L'emergenza richiede «un livello di ambizione simile a quello del Piano Marshall, e una visione simile a quella del New Deal, ma ora a livello globale». Il segretario generale dell'Ocse, Angel Gurria, sprona i governi e le banche centrali a muoversi in modo coordinato per vincere le sfide lanciate dal coronavirus. Serve pensare in grande, senza limiti, come venne fatto negli anni '30 e nel secondo dopoguerra per rimuovere le macerie, ripartire e dare a tutti la speranza di un futuro migliore. La risposta collettiva è finora mancata, ma almeno l'Europa ha cominciato a dare qualche risposta, seppur tardiva. Al bazooka da 750 miliardi di euro della Bce di Christine Lagarde, ha risposto venerdì sera la Commissione europea guidata da Ursula von der Leyen con la sospensione del Patto di stabilità, mossa senza precedenti con cui vengono congelati i vincoli d'indebitamento. Bruxelles ha poi ieri dato il via libera al piano della Francia per garantire fino a 300 miliardi di prestiti alle società colpite dalla pandemia.
Si tratta di primi passi, quantunque non ancora sufficienti. Ecco perché resta in primo piano il dibattito su come reperire ulteriori risorse. Si tratta di un aspetto molto delicato. Un conto è infatti infrangere un tabù che sembrava inattaccabile come quello del deficit al 3% del Pil, tutt'altro discorso è quello relativo alla mutualizzazione dei debiti. È questo l'elemento divisivo e d'intralcio che rischia di ritardare l'introduzione di strumenti in grado di contrastare recessione e speculazione, come i bond europei. E la prova del nove è nella contrapposizione netta di due diversi appelli lanciati ieri in Germania da alcuni economisti. Un sorta di derby senza strette di mano. Con il primo, capeggiato da due pezzi da novanta dell'establishment tedesco come il presidente dell'Ifo Clemens Fuest e da Marcel Fratzscher, consigliere del governo e numero dell'istituto Diw (mai tenero con l'Italia), ma che ha tra i firmatari anche Lucrezia Reichlin, la paladina dell'austerity durante l'era Monti, che sollecita l'utilizzo del Meccanismo europeo di stabilità, ossia del fondo salva-Stati. È l'argomento clou degli ultimi giorni, dopo che il premier Giuseppe Conte ha sponsorizzato il Mes come veicolo per portare l'Italia fuori dalla crisi, a patto che venga eliminato l'assoggettamento a regole stringenti (ristrutturazione del debito, tagli al welfare, privatizzazioni) che comporta la richiesta di aiuti. Bene: da questo orecchio, Fuest e i suoi sodali proprio non ci vogliono sentire.
Certo, le somme dovrebbero essere distribuite tra tutti gli i Paesi in proporzione alla gravità dei problemi del sistema sanitario e dell'economia e così da evitare «qualsiasi stigma» sui mercati, ma «ogni Stato membro rimarrebbe l'unico responsabile dei propri debiti nei confronti del Mes». Insomma: una volta finita la tempesta perfetta, l'Italia sarebbe chiamata a rientrare dai prestiti ricevuti. Non potendolo fare, finirebbe commissariata.
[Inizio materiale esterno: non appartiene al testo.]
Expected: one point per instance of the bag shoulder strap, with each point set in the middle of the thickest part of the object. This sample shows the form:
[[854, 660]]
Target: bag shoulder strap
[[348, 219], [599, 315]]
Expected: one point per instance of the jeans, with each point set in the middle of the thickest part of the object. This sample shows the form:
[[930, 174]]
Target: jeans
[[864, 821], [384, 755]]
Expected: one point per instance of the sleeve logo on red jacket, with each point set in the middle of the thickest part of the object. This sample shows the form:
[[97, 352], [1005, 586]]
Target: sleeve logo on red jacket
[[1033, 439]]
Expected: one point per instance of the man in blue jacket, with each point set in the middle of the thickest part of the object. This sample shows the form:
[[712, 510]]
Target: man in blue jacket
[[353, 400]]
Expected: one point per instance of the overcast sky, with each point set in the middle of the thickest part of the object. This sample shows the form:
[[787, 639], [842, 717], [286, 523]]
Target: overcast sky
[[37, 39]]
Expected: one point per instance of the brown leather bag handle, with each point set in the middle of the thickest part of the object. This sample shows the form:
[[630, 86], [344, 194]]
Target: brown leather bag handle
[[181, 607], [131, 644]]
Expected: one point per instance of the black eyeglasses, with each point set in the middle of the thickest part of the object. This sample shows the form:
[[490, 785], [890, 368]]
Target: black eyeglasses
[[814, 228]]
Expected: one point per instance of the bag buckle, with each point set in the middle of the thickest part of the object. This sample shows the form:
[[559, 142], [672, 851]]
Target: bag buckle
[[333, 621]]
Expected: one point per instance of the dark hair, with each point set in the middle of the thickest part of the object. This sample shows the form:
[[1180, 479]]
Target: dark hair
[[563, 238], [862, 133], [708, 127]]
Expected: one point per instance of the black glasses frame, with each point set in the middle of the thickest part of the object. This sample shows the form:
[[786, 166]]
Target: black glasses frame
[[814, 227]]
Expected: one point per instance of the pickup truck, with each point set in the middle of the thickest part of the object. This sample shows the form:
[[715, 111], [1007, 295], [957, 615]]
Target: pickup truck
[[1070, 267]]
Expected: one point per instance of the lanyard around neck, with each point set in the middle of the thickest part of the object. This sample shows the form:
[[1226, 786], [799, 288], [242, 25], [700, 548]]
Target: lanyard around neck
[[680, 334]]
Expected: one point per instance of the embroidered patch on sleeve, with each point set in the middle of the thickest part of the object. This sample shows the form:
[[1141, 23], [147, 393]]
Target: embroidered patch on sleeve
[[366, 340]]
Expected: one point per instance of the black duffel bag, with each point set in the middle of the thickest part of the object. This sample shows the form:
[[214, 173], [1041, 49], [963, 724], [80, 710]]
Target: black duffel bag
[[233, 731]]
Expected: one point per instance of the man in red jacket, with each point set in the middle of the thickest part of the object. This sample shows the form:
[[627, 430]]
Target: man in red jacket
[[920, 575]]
Diversa è invece la posizione dei firmatari del secondo appello, con cui viene sollecitata l'emissione di eurobond per un controvalore di 1.000 miliardi e si va subito al cuore del problema: la responsabilità deve essere collettiva, proprio per evitare che i Paesi più colpiti scivolino «in una crisi di solvibilità senza colpa propria» per essersi indebitati ulteriormente. Inoltre, la contribuzione agli eurobond dei Paesi membri deve essere proporzionale alle disponibilità di bilancio. Chi può, faccia di più.